In her concession speech, Le Pen said she was more determined than ever, having increased her percentage of the vote versus 2017. “The French people are expressing this evening the desire for a strong counter-power to that of Emmanuel Macron… A great political recomposition is emerging in this country.” She added that “the game is not quite played,” given legislative elections will take place in a few weeks. “Tonight,” she concluded, “I say it again, I will never abandon the French people.”

Macron appeared on the Champ de Mars later in the evening, and walked to the stage surrounded by his wife and a group of children. He did this to the strains of Beethoven’s “Ode to Joy” — the anthem of the European Union — which was the same music he chose five years ago upon his first election.

He thanked his supporters and said, “After five years of transformations with happy and difficult hours, this day a majority made the choice to put their trust in me to preside over the republic for the next five years.”

He continued, “I know also that a number of our compatriots voted for me today, not to support my ideas, but to block those of the extreme right. I want to thank them. I know this vote obliges me in the years to come. I also think of all of our compatriots who abstained… We have to respond to that.”

And, he said, “I think of those who voted for Marine Le Pen and for whom this is a disappointment,” at that the crowd began to boo, with Macron admonishing, “Don’t boo anyone… From now on, I am no longer the candidate of one camp, but the president of all.”
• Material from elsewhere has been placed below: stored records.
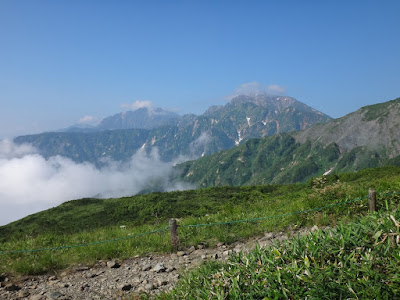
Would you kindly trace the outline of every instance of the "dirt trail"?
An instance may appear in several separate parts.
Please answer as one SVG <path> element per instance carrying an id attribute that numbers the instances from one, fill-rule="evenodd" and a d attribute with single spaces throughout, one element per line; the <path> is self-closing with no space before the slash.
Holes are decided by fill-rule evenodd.
<path id="1" fill-rule="evenodd" d="M 291 231 L 304 235 L 312 229 Z M 268 232 L 262 237 L 231 245 L 222 243 L 204 249 L 202 245 L 173 254 L 149 254 L 123 262 L 99 261 L 94 266 L 78 266 L 57 274 L 8 278 L 0 276 L 0 299 L 125 299 L 129 295 L 151 295 L 171 290 L 185 270 L 207 260 L 226 260 L 233 252 L 247 252 L 288 238 L 288 233 Z"/>

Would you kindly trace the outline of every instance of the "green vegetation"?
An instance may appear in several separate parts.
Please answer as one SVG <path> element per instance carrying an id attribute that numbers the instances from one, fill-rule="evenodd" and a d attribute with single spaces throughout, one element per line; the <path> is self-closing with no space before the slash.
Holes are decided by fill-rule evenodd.
<path id="1" fill-rule="evenodd" d="M 148 252 L 170 251 L 167 232 L 142 237 L 135 234 L 167 227 L 179 218 L 182 246 L 231 243 L 265 231 L 312 226 L 334 226 L 367 213 L 366 199 L 308 214 L 209 227 L 189 224 L 226 222 L 287 214 L 364 197 L 400 191 L 400 169 L 386 167 L 310 179 L 304 184 L 220 187 L 196 191 L 154 193 L 120 199 L 66 202 L 0 227 L 0 251 L 42 249 L 132 237 L 117 242 L 57 251 L 0 254 L 0 273 L 38 274 L 68 265 L 93 264 L 99 259 L 124 259 Z M 380 198 L 380 208 L 398 206 L 399 196 Z M 387 203 L 385 202 L 387 201 Z M 125 225 L 126 229 L 121 229 Z"/>
<path id="2" fill-rule="evenodd" d="M 160 299 L 395 299 L 400 211 L 232 255 L 184 276 Z"/>
<path id="3" fill-rule="evenodd" d="M 356 147 L 341 154 L 339 146 L 318 142 L 297 143 L 290 134 L 252 139 L 237 148 L 185 162 L 178 166 L 180 180 L 200 187 L 306 182 L 328 170 L 352 172 L 399 165 L 384 149 Z"/>

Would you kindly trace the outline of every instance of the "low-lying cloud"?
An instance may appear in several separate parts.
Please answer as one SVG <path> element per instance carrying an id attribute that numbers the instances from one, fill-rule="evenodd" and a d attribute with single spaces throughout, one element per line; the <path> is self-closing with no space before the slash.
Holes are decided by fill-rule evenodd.
<path id="1" fill-rule="evenodd" d="M 190 188 L 171 182 L 172 166 L 156 149 L 139 150 L 124 163 L 107 160 L 98 169 L 62 156 L 45 159 L 30 145 L 0 141 L 0 225 L 68 200 L 134 195 L 155 182 L 163 190 Z"/>

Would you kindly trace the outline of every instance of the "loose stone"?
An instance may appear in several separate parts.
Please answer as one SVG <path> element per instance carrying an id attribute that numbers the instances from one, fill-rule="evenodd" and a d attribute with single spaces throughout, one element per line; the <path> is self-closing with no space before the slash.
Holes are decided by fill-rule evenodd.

In conclusion, Macron said the divisions expressed in this election must be healed “by ensuring respect for everyone, every day. I want a fairer society, equality between women and men… The years to come will certainly be difficult, but they will be historic and we will have to write them, together, for the new generations.”
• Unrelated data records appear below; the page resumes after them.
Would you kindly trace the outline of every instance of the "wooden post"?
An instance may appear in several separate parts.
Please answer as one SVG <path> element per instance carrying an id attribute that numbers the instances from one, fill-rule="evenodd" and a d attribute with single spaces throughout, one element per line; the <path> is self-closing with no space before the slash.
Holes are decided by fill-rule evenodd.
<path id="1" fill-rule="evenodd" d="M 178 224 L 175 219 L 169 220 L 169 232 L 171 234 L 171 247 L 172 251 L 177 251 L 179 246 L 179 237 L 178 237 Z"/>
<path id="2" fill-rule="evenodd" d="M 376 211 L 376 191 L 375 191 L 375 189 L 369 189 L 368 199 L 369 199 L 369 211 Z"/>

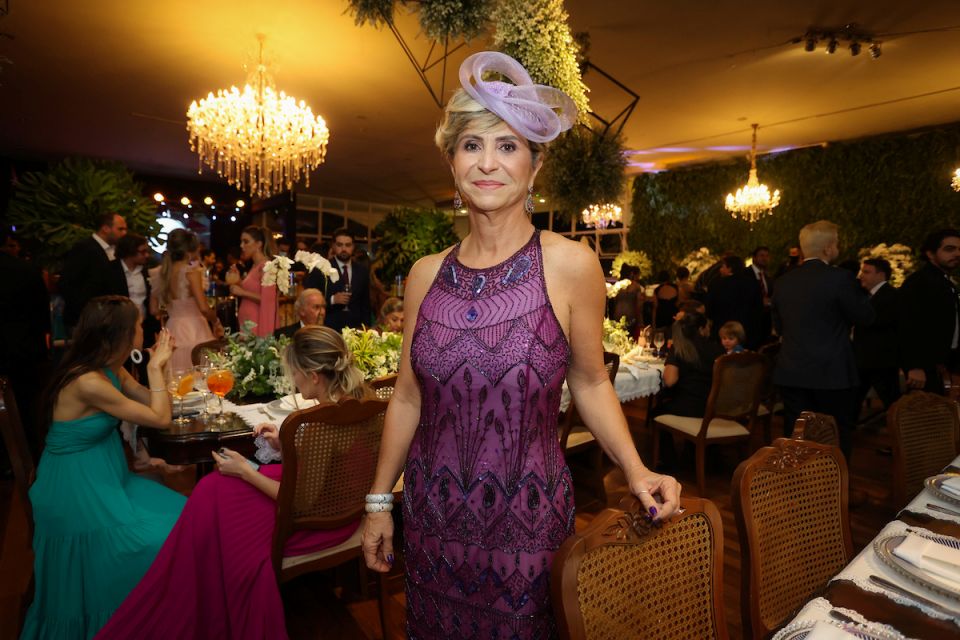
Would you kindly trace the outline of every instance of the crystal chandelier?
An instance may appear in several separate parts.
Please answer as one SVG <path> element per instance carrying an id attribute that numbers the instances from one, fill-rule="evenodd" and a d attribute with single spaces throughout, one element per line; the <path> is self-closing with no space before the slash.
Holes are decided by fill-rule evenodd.
<path id="1" fill-rule="evenodd" d="M 954 191 L 960 191 L 960 169 L 953 172 L 953 180 L 950 181 L 950 185 Z"/>
<path id="2" fill-rule="evenodd" d="M 303 100 L 277 92 L 263 62 L 241 92 L 208 93 L 187 110 L 190 150 L 227 182 L 251 196 L 267 198 L 292 189 L 301 176 L 323 164 L 330 132 Z M 202 166 L 200 168 L 202 172 Z"/>
<path id="3" fill-rule="evenodd" d="M 770 195 L 767 185 L 760 184 L 757 179 L 757 126 L 753 125 L 753 144 L 750 147 L 750 177 L 747 184 L 737 189 L 736 195 L 727 194 L 724 205 L 734 218 L 746 220 L 753 224 L 765 215 L 773 213 L 773 208 L 780 204 L 780 191 Z"/>
<path id="4" fill-rule="evenodd" d="M 580 214 L 583 224 L 595 229 L 606 229 L 614 222 L 620 222 L 623 211 L 615 204 L 592 204 Z"/>

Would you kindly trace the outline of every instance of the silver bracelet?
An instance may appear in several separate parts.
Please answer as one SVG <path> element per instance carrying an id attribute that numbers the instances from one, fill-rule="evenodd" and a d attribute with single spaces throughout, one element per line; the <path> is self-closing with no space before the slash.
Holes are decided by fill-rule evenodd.
<path id="1" fill-rule="evenodd" d="M 150 393 L 166 393 L 166 389 L 150 389 Z"/>
<path id="2" fill-rule="evenodd" d="M 393 502 L 392 493 L 368 493 L 367 504 L 390 504 Z"/>
<path id="3" fill-rule="evenodd" d="M 393 505 L 389 502 L 368 502 L 363 505 L 367 513 L 381 513 L 384 511 L 393 511 Z"/>

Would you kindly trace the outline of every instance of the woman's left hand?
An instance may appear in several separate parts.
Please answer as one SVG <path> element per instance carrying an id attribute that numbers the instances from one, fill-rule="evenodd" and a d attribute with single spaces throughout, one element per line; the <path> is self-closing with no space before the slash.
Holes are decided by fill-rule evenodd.
<path id="1" fill-rule="evenodd" d="M 217 469 L 225 476 L 234 478 L 243 478 L 246 474 L 253 471 L 253 467 L 247 462 L 247 459 L 232 449 L 221 449 L 223 453 L 212 451 L 213 461 L 217 464 Z"/>
<path id="2" fill-rule="evenodd" d="M 230 285 L 230 295 L 237 296 L 238 298 L 243 297 L 243 287 L 238 284 Z"/>
<path id="3" fill-rule="evenodd" d="M 673 476 L 645 470 L 630 482 L 635 495 L 654 520 L 670 517 L 680 507 L 680 483 Z"/>

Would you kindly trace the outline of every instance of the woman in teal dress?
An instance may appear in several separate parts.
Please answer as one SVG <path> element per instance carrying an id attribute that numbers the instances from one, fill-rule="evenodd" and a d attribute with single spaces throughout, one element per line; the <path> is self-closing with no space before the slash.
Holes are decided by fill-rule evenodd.
<path id="1" fill-rule="evenodd" d="M 30 489 L 36 590 L 21 638 L 92 638 L 150 567 L 185 498 L 127 469 L 117 423 L 170 423 L 161 331 L 149 388 L 122 365 L 143 342 L 129 298 L 84 307 L 45 393 L 50 430 Z"/>

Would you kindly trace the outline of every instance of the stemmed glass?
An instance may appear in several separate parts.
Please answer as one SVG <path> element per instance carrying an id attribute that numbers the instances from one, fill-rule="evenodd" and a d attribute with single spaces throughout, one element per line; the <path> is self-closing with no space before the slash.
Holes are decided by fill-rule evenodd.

Egyptian mezzo-soprano Farrah El Dibany then mounted the stage and performed French national anthem “La Marseillaise.”

UK Prime Minister Boris Johnson was among the first world leaders to congratulate the reelected President (scroll down for more reactions).

France has been divided in recent weeks, with many decrying the options presented in the election. A nearly three-hour televised debate between the candidates drew the lowest ever ratings for the traditional exchange that takes place between the two rounds of voting.

In the wake of the first round, some 400 artists lent their names to an op-ed published in Le Monde urging the electorate to put its voice behind Macron.

Signatories including Juliette Binoche, Jane Birkin, Guillaume Canet, Charlotte Gainsbourg and Mélanie Thierry wrote in the opinion piece, “Without illusions, without hesitation and without trembling, we will vote for Emmanuel Macron.” Of Le Pen, they said, “We cannot imagine, at the head of France, a candidate whose program remains that of xenophobia and withdrawal, a candidate who has made an alliance with totalitarian and warmongering powers. We cannot imagine what this terrible sign would mean for Europe and for the world.”

Populist Le Pen, who has ties to Russian President Vladimir Putin and was one of the first international politicians to celebrate Donald Trump’s U.S. presidency, had attempted to soften her image and that of her anti-immigration party, but her program included measures that are in contradiction with European treaties, potentially calling into question the freedom of movement of goods, and also of people.